Wednesday, January 7, 2009

How To Fix A Hole

Several years ago, I made a beautiful Feather and Fan shawl. To my great dismay, I discovered a tiny hole in it after blocking. I suspect pet toenails, although I have no proof. It was horrifying, but hardly anything to cry about. Knitting is knitting, after all, and the beauty of it is that it's infinitely fixable. (We'll not discuss the three years it took me to get around to fixing it....I'm such a process knitter....)

I thought it might be fun to track my progress as I fixed the mistake, so here it is!
Find the mistake. Locate the tiny skeins of leftover yarn that you've ingeniously held onto for all of this time.

Take a deep breath, and then make the hole a lot bigger.

Spit splice in some new yarn.
And then get a royal headache while trying to darn the mistake. If the actual word 'darn' - or something stronger - comes out of your mouth while doing so, don't fret. This is quite natural.

For eventually, you will close up the hole - even if it means carefully grafting two rows when you find that the hole had weakened the yarn just below the initial damage. Don't look too close. I'm sure that it's not quite right - but it's right enough to call done!Wash and reblock.

And enjoy your shawl!

I actually gifted this to my grandmother for Christmas. Gram's been doing plain feather and fan afghans for years and years*, and when I chose this pattern I did so for love of the way that it played with that old, old pattern. Gram loved it, and appreciated the work involved. In our family, knitting equals love.



*I don't really think Gram knits much else.

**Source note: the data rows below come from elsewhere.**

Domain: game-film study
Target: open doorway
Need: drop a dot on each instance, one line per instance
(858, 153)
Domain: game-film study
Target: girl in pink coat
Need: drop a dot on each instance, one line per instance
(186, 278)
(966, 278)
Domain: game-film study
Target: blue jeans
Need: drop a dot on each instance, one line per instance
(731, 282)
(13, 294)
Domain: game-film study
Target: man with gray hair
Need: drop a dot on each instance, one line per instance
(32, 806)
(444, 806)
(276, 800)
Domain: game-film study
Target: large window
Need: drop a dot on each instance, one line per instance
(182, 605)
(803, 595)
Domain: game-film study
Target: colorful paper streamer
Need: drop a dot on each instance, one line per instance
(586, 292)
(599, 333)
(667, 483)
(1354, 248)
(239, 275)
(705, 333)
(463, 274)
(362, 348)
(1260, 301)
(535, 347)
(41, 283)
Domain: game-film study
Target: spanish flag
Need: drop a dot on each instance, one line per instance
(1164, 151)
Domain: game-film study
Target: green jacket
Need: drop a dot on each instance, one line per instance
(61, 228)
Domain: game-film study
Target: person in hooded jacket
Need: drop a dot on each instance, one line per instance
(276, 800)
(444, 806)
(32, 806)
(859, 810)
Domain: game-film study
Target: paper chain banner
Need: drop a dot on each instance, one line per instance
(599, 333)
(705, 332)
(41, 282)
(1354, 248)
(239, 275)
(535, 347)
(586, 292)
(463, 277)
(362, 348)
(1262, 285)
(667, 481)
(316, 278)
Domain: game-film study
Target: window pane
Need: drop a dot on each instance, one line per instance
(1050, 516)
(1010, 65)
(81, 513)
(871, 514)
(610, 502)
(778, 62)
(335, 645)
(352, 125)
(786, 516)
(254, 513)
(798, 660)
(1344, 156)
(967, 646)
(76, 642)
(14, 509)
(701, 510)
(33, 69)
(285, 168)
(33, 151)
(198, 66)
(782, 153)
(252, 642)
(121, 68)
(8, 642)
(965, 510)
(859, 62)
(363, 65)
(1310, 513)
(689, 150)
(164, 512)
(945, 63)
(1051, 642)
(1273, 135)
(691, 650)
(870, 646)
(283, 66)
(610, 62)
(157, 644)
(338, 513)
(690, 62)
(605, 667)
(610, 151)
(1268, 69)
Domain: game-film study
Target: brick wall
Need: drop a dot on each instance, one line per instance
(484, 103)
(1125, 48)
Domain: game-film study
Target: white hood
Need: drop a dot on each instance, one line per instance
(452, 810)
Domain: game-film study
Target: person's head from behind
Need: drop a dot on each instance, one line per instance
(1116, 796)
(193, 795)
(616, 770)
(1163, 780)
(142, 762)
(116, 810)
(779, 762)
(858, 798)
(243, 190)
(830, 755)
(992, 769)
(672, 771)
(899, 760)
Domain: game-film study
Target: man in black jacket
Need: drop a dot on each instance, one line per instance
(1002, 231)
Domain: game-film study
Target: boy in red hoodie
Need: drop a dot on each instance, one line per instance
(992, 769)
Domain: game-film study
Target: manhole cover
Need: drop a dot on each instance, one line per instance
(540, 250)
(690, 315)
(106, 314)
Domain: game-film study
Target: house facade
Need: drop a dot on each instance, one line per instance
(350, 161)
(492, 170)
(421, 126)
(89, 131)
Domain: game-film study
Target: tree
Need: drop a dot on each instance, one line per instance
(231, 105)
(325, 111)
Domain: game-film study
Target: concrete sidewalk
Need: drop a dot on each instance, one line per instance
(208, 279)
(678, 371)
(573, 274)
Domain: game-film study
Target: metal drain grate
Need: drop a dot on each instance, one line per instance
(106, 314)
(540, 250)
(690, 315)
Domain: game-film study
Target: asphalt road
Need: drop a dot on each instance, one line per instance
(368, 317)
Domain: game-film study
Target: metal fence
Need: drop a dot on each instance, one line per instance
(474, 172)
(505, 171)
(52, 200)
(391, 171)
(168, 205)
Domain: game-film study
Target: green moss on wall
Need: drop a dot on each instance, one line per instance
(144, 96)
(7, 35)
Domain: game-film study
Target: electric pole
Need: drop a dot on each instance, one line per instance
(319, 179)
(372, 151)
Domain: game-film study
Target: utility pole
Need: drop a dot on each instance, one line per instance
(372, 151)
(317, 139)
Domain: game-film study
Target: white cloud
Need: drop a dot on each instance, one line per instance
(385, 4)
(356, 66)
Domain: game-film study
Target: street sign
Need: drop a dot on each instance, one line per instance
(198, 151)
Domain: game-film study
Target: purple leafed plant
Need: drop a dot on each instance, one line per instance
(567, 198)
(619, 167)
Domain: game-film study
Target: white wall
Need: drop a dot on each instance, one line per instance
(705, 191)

We were delighted when we found a picture of Mom's first birthday and realized that Gram was working on a feather and fan afghan in the background!

3 comments:

Bonnie said...

You are a brave knitter. Beautiful job on fixing that!

A Day That Is Dessert said...

Neat story about your Grandmother! You are quite the knitter! Have you read The Friday Night Knitting Club? If not, email me your address and I'll send you my copy.

Margene said...

It's a gorgeous afghan! How wonderful you were able to fix it so um, easily!